Core Concepts
Integrating room-level spatial knowledge from pre-built maps and object-level commonsense knowledge from large language models into a commonsense scene graph (CSG) enables superior target localization and efficient object search for household robots.
Abstract
The paper introduces a commonsense scene graph-based target localization (CSG-TL) method that combines room-level spatial knowledge from pre-built maps and object-level commonsense knowledge from large language models (LLMs) to enhance the accuracy of target localization.
The key steps are:
- Constructing a commonsense scene graph (CSG) that integrates the room-level layout of stationary items and object-level commonsense knowledge obtained through LLM prompts.

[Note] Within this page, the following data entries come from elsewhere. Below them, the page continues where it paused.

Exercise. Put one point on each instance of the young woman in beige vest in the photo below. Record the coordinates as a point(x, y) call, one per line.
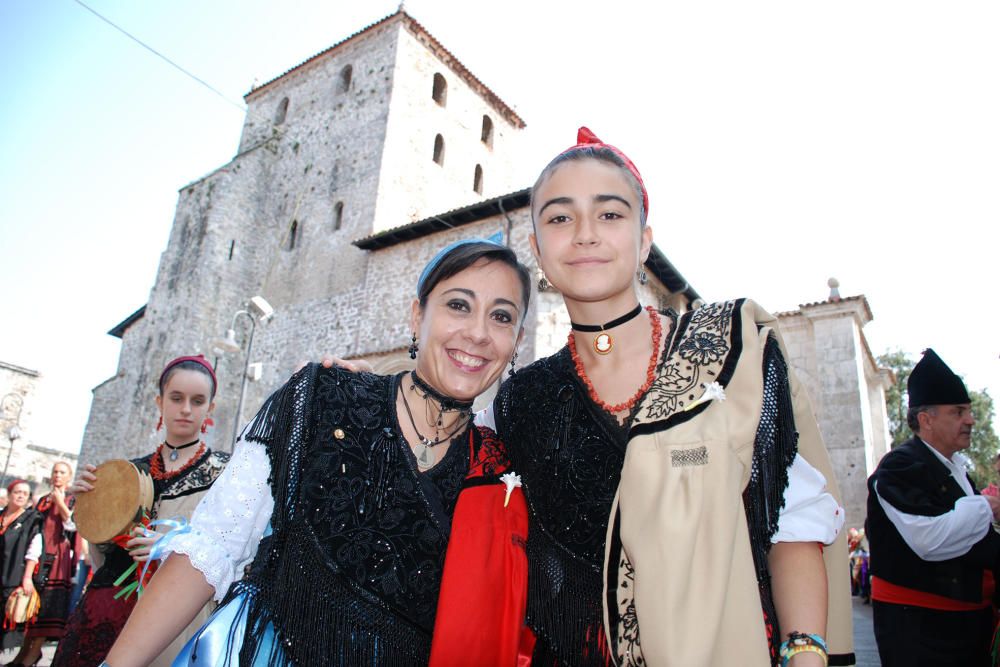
point(677, 486)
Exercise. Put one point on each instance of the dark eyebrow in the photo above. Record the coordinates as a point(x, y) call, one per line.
point(472, 295)
point(557, 200)
point(604, 198)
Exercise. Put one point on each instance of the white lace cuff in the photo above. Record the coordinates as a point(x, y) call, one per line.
point(230, 520)
point(810, 513)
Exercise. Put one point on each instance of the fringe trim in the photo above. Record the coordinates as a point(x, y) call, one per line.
point(564, 606)
point(775, 447)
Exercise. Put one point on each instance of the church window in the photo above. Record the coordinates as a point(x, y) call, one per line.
point(279, 117)
point(487, 133)
point(345, 79)
point(439, 149)
point(440, 92)
point(477, 179)
point(338, 215)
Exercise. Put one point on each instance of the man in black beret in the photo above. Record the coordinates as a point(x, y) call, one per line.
point(933, 549)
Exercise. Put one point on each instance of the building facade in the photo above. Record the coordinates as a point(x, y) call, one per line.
point(21, 455)
point(353, 169)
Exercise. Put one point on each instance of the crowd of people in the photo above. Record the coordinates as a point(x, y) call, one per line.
point(654, 493)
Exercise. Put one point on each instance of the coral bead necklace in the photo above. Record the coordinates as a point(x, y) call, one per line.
point(157, 469)
point(650, 370)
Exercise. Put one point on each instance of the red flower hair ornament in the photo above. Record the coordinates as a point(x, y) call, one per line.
point(587, 139)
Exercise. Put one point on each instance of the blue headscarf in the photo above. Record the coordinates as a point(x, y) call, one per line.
point(495, 239)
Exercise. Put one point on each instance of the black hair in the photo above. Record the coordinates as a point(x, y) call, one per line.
point(589, 153)
point(187, 366)
point(465, 255)
point(911, 416)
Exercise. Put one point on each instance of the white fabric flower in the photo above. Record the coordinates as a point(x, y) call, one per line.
point(511, 480)
point(713, 392)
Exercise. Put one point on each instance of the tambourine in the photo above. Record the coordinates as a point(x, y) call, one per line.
point(122, 494)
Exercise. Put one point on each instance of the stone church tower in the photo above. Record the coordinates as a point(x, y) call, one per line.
point(353, 169)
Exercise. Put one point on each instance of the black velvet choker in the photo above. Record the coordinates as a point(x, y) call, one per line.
point(593, 328)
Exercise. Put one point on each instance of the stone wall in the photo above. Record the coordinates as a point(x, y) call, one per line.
point(25, 457)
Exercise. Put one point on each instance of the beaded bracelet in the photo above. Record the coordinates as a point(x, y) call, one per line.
point(790, 653)
point(799, 642)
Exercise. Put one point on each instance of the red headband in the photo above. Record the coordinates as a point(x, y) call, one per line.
point(587, 139)
point(10, 487)
point(199, 359)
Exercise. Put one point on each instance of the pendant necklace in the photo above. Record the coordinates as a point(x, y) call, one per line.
point(424, 454)
point(604, 343)
point(173, 450)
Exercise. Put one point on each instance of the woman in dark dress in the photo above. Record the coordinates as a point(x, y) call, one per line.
point(19, 526)
point(344, 494)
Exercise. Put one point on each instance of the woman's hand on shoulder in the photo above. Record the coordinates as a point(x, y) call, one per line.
point(352, 365)
point(84, 481)
point(140, 545)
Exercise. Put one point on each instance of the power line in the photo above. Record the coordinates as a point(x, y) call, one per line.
point(170, 62)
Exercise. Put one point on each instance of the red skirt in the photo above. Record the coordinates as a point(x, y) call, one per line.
point(484, 588)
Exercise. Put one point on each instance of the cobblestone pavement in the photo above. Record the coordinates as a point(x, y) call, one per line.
point(864, 637)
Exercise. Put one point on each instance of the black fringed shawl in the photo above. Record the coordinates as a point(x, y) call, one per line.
point(351, 572)
point(570, 454)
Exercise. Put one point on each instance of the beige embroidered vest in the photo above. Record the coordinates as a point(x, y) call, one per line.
point(678, 541)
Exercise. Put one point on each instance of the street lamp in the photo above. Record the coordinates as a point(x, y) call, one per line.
point(256, 309)
point(14, 431)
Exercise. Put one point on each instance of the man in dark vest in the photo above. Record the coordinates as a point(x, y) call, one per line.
point(933, 547)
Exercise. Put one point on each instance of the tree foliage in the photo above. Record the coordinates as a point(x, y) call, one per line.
point(985, 443)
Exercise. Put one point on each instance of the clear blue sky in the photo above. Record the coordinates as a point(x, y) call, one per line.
point(783, 143)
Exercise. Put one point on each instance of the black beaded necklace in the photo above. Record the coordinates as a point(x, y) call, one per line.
point(174, 450)
point(424, 455)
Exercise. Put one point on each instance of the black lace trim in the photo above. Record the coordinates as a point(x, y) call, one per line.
point(569, 455)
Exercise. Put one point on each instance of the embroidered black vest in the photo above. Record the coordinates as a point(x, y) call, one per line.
point(351, 573)
point(914, 481)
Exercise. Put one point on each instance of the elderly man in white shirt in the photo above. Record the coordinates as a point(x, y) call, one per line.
point(933, 549)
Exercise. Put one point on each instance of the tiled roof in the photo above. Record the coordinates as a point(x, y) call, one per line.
point(657, 262)
point(430, 42)
point(119, 329)
point(18, 369)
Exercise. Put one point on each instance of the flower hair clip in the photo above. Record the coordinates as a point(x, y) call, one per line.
point(511, 480)
point(713, 392)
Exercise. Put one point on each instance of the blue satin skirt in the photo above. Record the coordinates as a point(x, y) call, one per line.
point(219, 641)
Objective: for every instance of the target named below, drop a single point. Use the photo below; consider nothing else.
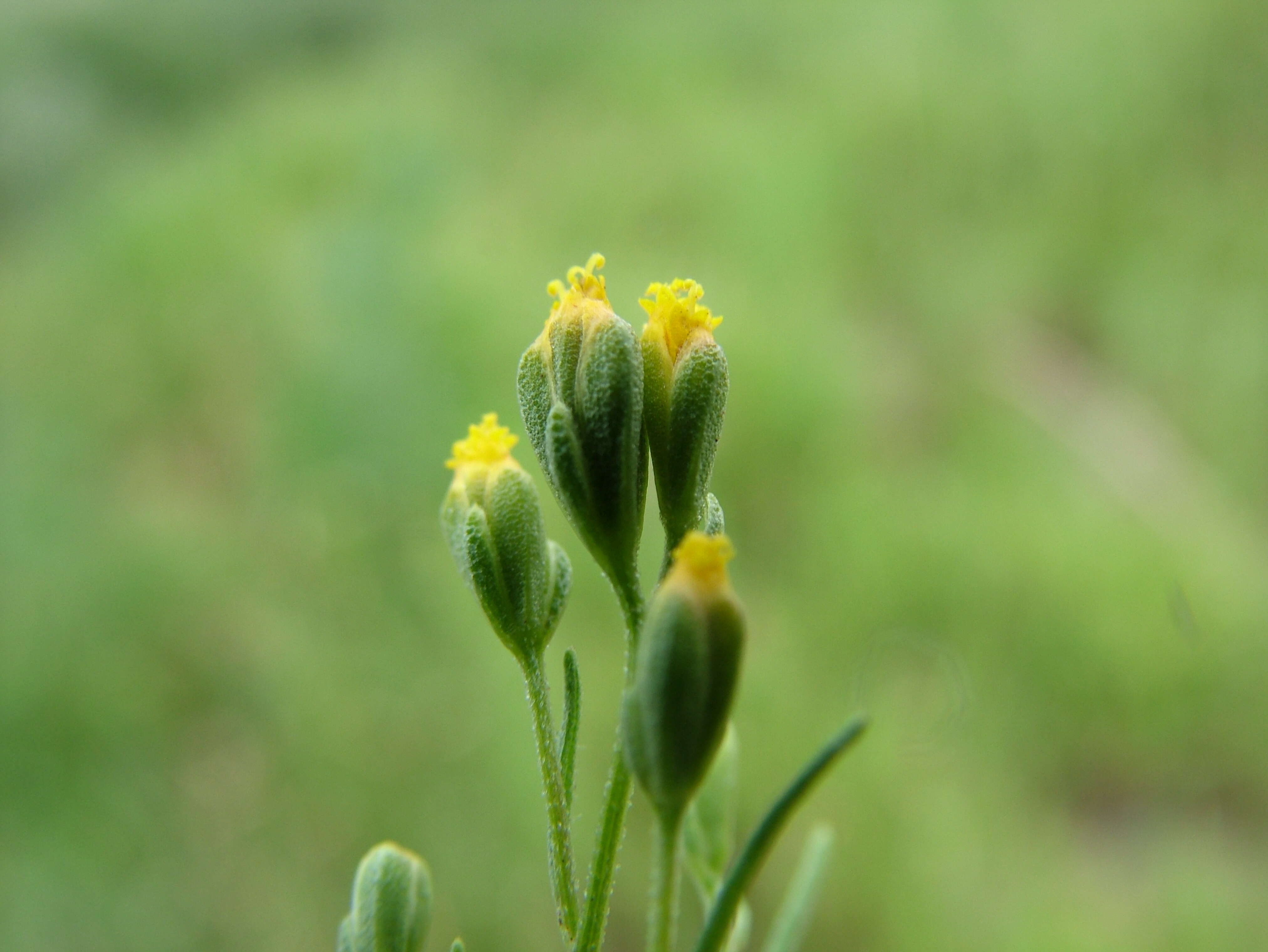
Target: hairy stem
(617, 794)
(663, 922)
(557, 808)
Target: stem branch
(617, 794)
(557, 808)
(664, 909)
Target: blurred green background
(996, 459)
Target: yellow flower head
(702, 561)
(487, 445)
(584, 289)
(676, 313)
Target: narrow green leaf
(794, 917)
(759, 846)
(571, 723)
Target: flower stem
(663, 919)
(617, 794)
(557, 809)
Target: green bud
(675, 713)
(581, 395)
(715, 521)
(492, 520)
(391, 903)
(684, 401)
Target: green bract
(675, 713)
(598, 404)
(581, 395)
(391, 903)
(492, 520)
(684, 401)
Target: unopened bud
(684, 400)
(492, 520)
(675, 713)
(581, 395)
(391, 903)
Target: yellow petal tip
(675, 312)
(581, 284)
(486, 445)
(703, 558)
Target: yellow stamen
(675, 312)
(583, 286)
(703, 558)
(486, 445)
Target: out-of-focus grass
(996, 466)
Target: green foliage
(391, 903)
(675, 714)
(995, 308)
(581, 395)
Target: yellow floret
(703, 560)
(583, 286)
(675, 312)
(486, 445)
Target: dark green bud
(492, 520)
(675, 713)
(391, 903)
(581, 395)
(684, 401)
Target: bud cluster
(601, 406)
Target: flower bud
(675, 713)
(581, 395)
(492, 520)
(684, 400)
(391, 903)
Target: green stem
(557, 808)
(664, 911)
(617, 794)
(750, 861)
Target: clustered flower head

- Developing the CSG-TL model that leverages the CSG structure to predict the likelihood of correlation between the target object and other objects, enabling efficient target localization.
- Incorporating the CSG-TL into a commonsense scene graph-based object search (CSG-OS) framework, which uses the target localization results to guide the robot's search strategy.
The proposed approach is evaluated on the ScanNet dataset and the AI2THOR simulator, demonstrating superior performance compared to existing methods that rely solely on statistical correlations or partial scene knowledge. The CSG-OS framework is also successfully deployed on a real-world Jackal robot, showcasing its practical applicability.
Stats
The paper reports the following key statistics:
Link prediction accuracy on the ScanNet dataset: CSG-TL achieves 89.73%, outperforming statistical methods (27.56%) and graph-based methods without commonsense (80.03%).
Link prediction accuracy on the AI2THOR single-room environment: CSG-TL achieves 81.09%, compared to statistical methods (47.32%) and graph-based methods without commonsense (73.11%).
Link prediction accuracy on the AI2THOR multi-room environment: CSG-TL achieves 78.21%, compared to statistical methods (31.77%) and graph-based methods without commonsense (65.21%).
Quotes
"To efficiently locate the target object, the robot needs to be equipped with knowledge at both the object and room level. However, existing approaches rely solely on one type of knowledge, leading to unsatisfactory object localization performance and, consequently, inefficient object search processes."
"To leverage LLMs' strengths and address existing works' limitations, we propose a novel commonsense scene graph-based target localization method, CSG-TL. In contrast to previous works dependent on statistical correlations without object-level commonsense or struggles with capturing room-level object correlations due to limited viewpoints, our model captures both the room-level spatial layouts from pre-built maps and object-level commonsense knowledge obtained from LLMs."